Александр Лавров - От Кибирова до Пушкина читать онлайн бесплатно
Почему Ахматова в перечне не указала к нему даты, а просто поместила между стихами с точной датировкой — 1913 — и стихами 1914 года «до войны» из «Белой стаи»? Возможно, все дело в поправке на новый стиль, тогда стихотворение относится к концу 1913 ст. ст. — началу 1914 н. ст. (вскоре после ее визита к Блоку 15 декабря 1913 года по ст. ст.). Но скорее всего, точной даты Ахматова просто не помнила (ведь между первичным текстом — если он действительно был создан в 1910-е годы — и известной нам записью пролегают четыре с половиной десятилетия), и память автора должна была опираться на некоторые значимые в контексте отношений с Блоком события, что опять отсылает к концу 1913 — началу 1914 года: встречи, обмен визитами[539], письмами и стихотворениями.
Мифические сведения комментаторов о том, что знак вопроса после даты (1914) «принадлежит Ахматовой», проникли и в научные исследования, но, на наш взгляд, даже подтверждение подобного факта ничего не изменило бы в восприятии текста. В нем действительно угадываются две цитаты из стихов Блока 1914 года (строка «Но годы страшные пройдут» отсылает к блоковскому «Мы — дети страшных лет России»[540], ср. там же — «испепеляющие годы», а тайный холод в последней строке — трансформированная цитата из послания «О, нет! не расколдуешь сердца ты…», написанного Блоком в день визита Ахматовой: «Но есть ответ в моих стихах тревожных: / Их тайный жар тебе поможет жить»[541]), но, как точно заметил В. В. Мусатов, «скорее всего <,> Ахматова позже всего лишь „записала“ то, что отчетливо поняла в Блоке в 1914 году. Это — стихи не столько 1914 года, сколько „о 1914 годе“»[542].
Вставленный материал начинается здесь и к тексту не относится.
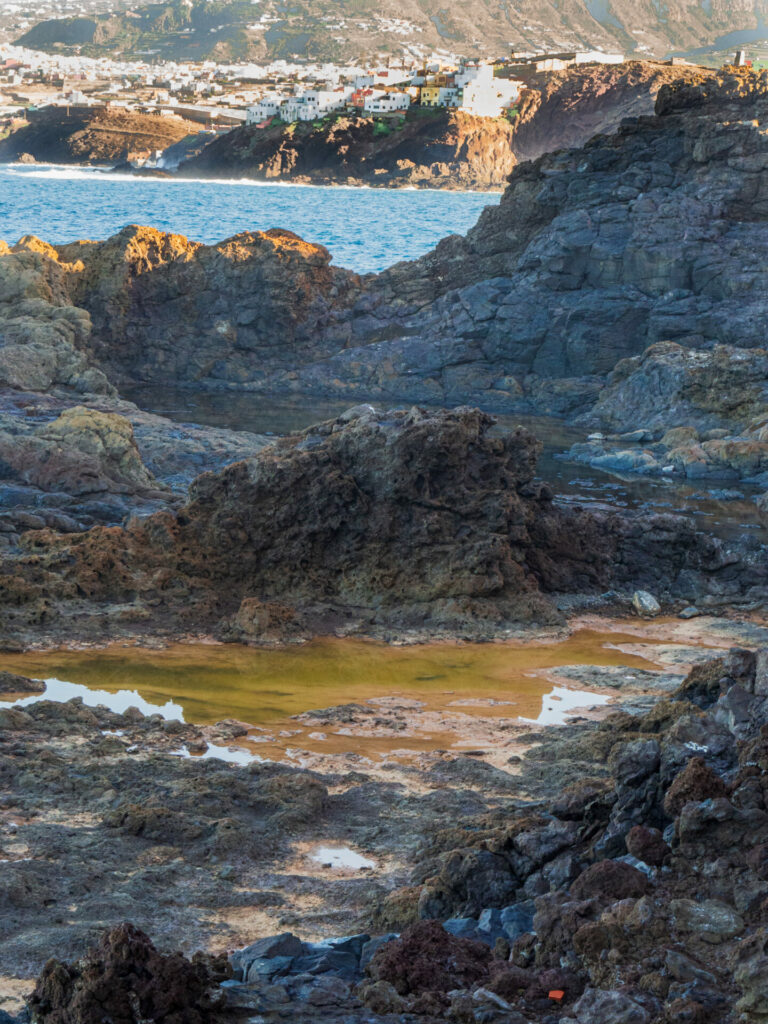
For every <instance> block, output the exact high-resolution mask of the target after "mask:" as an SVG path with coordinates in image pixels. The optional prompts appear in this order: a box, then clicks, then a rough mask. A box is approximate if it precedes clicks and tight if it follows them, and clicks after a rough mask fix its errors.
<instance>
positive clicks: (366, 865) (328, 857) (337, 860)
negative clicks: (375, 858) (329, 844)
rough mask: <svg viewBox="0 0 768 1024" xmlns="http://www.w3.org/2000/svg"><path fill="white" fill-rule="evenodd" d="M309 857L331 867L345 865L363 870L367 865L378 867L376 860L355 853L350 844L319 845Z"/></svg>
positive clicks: (343, 866) (361, 854) (316, 862)
mask: <svg viewBox="0 0 768 1024" xmlns="http://www.w3.org/2000/svg"><path fill="white" fill-rule="evenodd" d="M309 859H310V860H313V861H314V862H315V864H323V865H324V866H325V865H329V866H330V867H345V868H348V869H351V870H358V871H359V870H362V868H365V867H376V861H375V860H369V858H368V857H364V856H362V854H361V853H355V851H354V850H351V849H350V848H349V847H348V846H318V847H317V848H316V849H315V850H313V851H312V852H311V853H310V854H309Z"/></svg>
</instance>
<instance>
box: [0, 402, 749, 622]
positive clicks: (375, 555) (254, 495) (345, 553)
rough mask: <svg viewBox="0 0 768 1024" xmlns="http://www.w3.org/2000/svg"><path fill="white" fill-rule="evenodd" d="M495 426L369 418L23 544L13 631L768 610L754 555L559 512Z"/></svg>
mask: <svg viewBox="0 0 768 1024" xmlns="http://www.w3.org/2000/svg"><path fill="white" fill-rule="evenodd" d="M493 425H494V421H493V419H492V418H490V417H488V416H487V415H486V414H483V413H480V412H479V411H477V410H470V409H458V410H455V411H453V412H437V413H427V412H425V411H422V410H419V409H413V410H412V411H411V412H409V413H406V412H402V411H399V412H391V413H385V414H377V413H376V412H375V411H374V410H373V409H372V408H371V407H360V408H357V409H354V410H351V411H349V412H348V413H347V414H344V415H343V416H342V417H340V418H338V419H337V420H335V421H329V422H327V423H324V424H319V425H318V426H316V427H313V428H309V429H308V430H306V431H304V432H303V433H300V434H294V435H292V436H290V437H288V438H285V439H282V440H280V441H278V442H276V443H275V444H273V445H272V446H270V447H267V449H265V450H264V451H263V452H262V453H261V454H259V455H257V456H256V457H255V458H252V459H248V460H245V461H243V462H238V463H234V464H233V465H231V466H229V467H227V468H226V469H224V470H223V471H221V472H218V473H207V474H203V475H202V476H201V477H199V478H198V479H197V480H196V481H195V483H194V484H193V486H191V488H190V492H189V500H188V503H187V504H186V505H185V506H184V507H183V508H182V509H181V510H180V511H179V512H178V513H177V514H172V513H171V512H168V511H163V512H159V513H157V514H155V515H153V516H150V517H148V518H145V519H135V520H131V521H130V522H129V523H128V524H127V526H126V527H125V528H109V529H104V528H98V527H97V528H95V529H92V530H90V531H88V532H86V534H83V535H79V536H74V537H63V538H57V537H55V536H54V535H52V534H51V532H46V531H39V532H34V531H33V532H30V534H28V535H26V536H25V537H24V538H23V539H22V542H20V544H22V549H23V550H22V553H20V554H18V555H12V556H9V557H8V558H7V559H6V560H5V562H4V563H3V566H2V568H3V577H2V580H1V581H0V588H1V589H0V593H1V594H2V600H3V602H4V604H5V607H6V608H7V610H8V615H7V628H8V629H11V630H13V629H15V630H18V631H24V630H29V629H32V630H33V631H36V632H40V631H42V632H47V631H49V630H54V631H60V630H67V629H69V628H71V627H70V626H69V625H68V623H69V622H70V620H75V618H76V620H77V631H78V633H79V634H80V635H87V634H92V633H93V631H94V630H95V631H97V632H98V633H99V634H100V633H102V632H103V631H106V633H108V634H110V632H111V631H118V632H123V631H129V632H130V631H131V630H136V629H143V630H144V631H146V630H150V631H152V632H163V631H164V630H178V629H193V630H200V629H216V630H217V631H218V632H220V633H222V635H224V636H226V637H228V638H230V639H259V636H260V634H261V633H262V632H263V633H265V634H267V635H269V636H272V635H274V633H275V631H276V632H278V633H280V632H281V631H285V633H286V635H287V636H291V635H295V634H296V633H299V634H300V633H302V632H303V631H306V630H309V631H310V632H312V631H314V632H328V631H329V630H331V629H334V628H340V627H343V628H344V629H358V630H364V631H368V632H370V631H375V630H376V629H379V628H387V627H392V626H397V628H399V629H402V628H412V629H416V630H422V631H425V632H427V633H430V632H432V633H433V632H435V631H437V630H440V629H451V630H452V631H456V630H462V631H465V630H466V631H469V632H474V633H475V634H476V635H493V634H495V633H498V631H499V630H503V629H504V628H505V627H507V626H508V625H509V624H510V623H525V622H531V621H532V622H544V623H547V622H549V623H551V622H556V621H559V620H560V614H559V612H557V610H556V608H555V605H554V603H553V602H552V601H551V600H550V599H548V596H547V595H551V594H555V593H564V594H569V595H573V596H574V597H578V598H583V597H584V596H585V595H589V594H599V593H600V592H602V591H604V590H606V589H607V588H608V587H611V586H612V587H617V588H624V589H625V590H627V589H634V588H635V587H637V586H644V587H647V588H648V589H651V590H652V591H654V592H656V593H659V595H662V596H664V595H668V596H669V597H670V598H672V599H678V600H684V601H687V602H689V601H692V600H696V601H697V602H698V603H699V604H701V605H707V604H708V603H709V604H717V603H719V602H723V601H725V602H734V601H736V602H738V601H741V600H756V599H762V598H763V597H764V595H765V587H766V568H765V564H764V560H763V559H762V556H761V554H760V552H759V550H758V549H756V551H755V553H754V554H750V553H749V552H748V551H746V550H743V551H742V552H741V553H736V552H735V551H733V550H729V549H728V548H727V547H726V546H725V545H724V544H723V543H722V542H720V541H719V540H717V539H715V538H713V537H711V536H705V535H700V534H697V532H696V531H695V529H694V527H693V525H692V523H691V522H690V521H688V520H686V519H683V518H679V517H674V516H652V515H645V516H643V515H642V514H637V515H635V516H623V515H620V514H617V513H610V512H586V511H583V510H581V509H580V508H579V507H565V508H560V507H558V506H557V505H555V504H554V503H553V502H552V495H551V492H550V489H549V487H548V486H547V485H546V484H543V483H541V482H536V481H535V473H536V462H537V457H538V454H539V447H540V446H539V443H538V442H537V441H536V439H535V438H534V437H532V435H531V434H529V433H527V432H526V431H524V430H522V429H517V430H514V431H507V432H500V433H499V434H498V435H497V434H495V432H494V430H493V429H492V427H493ZM52 605H53V606H54V607H55V614H51V606H52Z"/></svg>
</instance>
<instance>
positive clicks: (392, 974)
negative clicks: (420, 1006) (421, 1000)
mask: <svg viewBox="0 0 768 1024" xmlns="http://www.w3.org/2000/svg"><path fill="white" fill-rule="evenodd" d="M489 961H490V950H489V949H488V947H487V946H486V945H485V944H484V943H482V942H473V941H472V940H471V939H460V938H457V937H456V936H454V935H451V934H450V933H449V932H446V931H445V930H444V929H443V927H442V926H441V925H440V924H438V923H437V922H435V921H420V922H418V923H417V924H416V925H412V926H411V927H410V928H408V929H406V931H404V932H403V933H402V935H401V936H400V938H399V939H395V940H394V941H393V942H387V943H386V945H383V946H382V947H381V948H380V949H378V950H377V952H376V953H375V955H374V958H373V959H372V961H371V963H370V964H369V966H368V971H369V974H370V975H371V977H372V978H373V979H374V980H376V981H388V982H389V983H390V984H391V985H392V986H393V987H394V988H395V990H396V991H397V992H398V993H399V994H400V995H421V994H423V993H425V992H430V993H435V994H437V995H439V996H441V997H444V993H446V992H447V991H449V990H450V989H451V988H458V987H462V988H464V987H467V986H468V985H472V984H476V983H477V982H480V981H483V980H484V979H485V978H487V975H488V963H489Z"/></svg>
Итак, при истолковании стихотворения мы предлагаем опираться на текст автографа — со строкой «Тебе отчитанных минут» и двойную датировку — «10-ые годы», <около 1960-го>; при этом особое внимание следует уделять событиям и стихам обоих поэтов конца 1913–1914 года.
Из всех значений глаголов отчитать/отчитывать в ахматовском тексте, на наш взгляд, «работают» два: 1) прочитать что-то кому-то — с коннотациями исполнения некой обязанности или ответа перед кем-то (т. е. собственно отчета); 2) «исцелить чтеньем Евангелий или заклинательных молитв» (В. И. Даль); отчитывали обычно больных, бесноватых и только что умерших (в последнем случае речь шла, разумеется, о спасении души).
Относительно первого значения — трудно представить, чтобы Ахматова, будучи у Блока, не читала ему своих стихов (хотя нигде об этом не упоминается). Но даже если исключить подобное предположение, ее записные книжки однозначно свидетельствуют о том, что Блок воспринимался ею в конце 1913 года как мэтр[543] и что она даже в 1965-м прекрасно помнила свои немногочисленные чтения стихов «при Блоке»[544]. В собирательном «мы» нет противоречия: многие держали своеобразный экзамен перед «величайшим европейским поэтом» или исповедовались перед «человеком-эпохой»[545] — см., например, воспоминания Е. Ю. Кузьминой-Караваевой[546].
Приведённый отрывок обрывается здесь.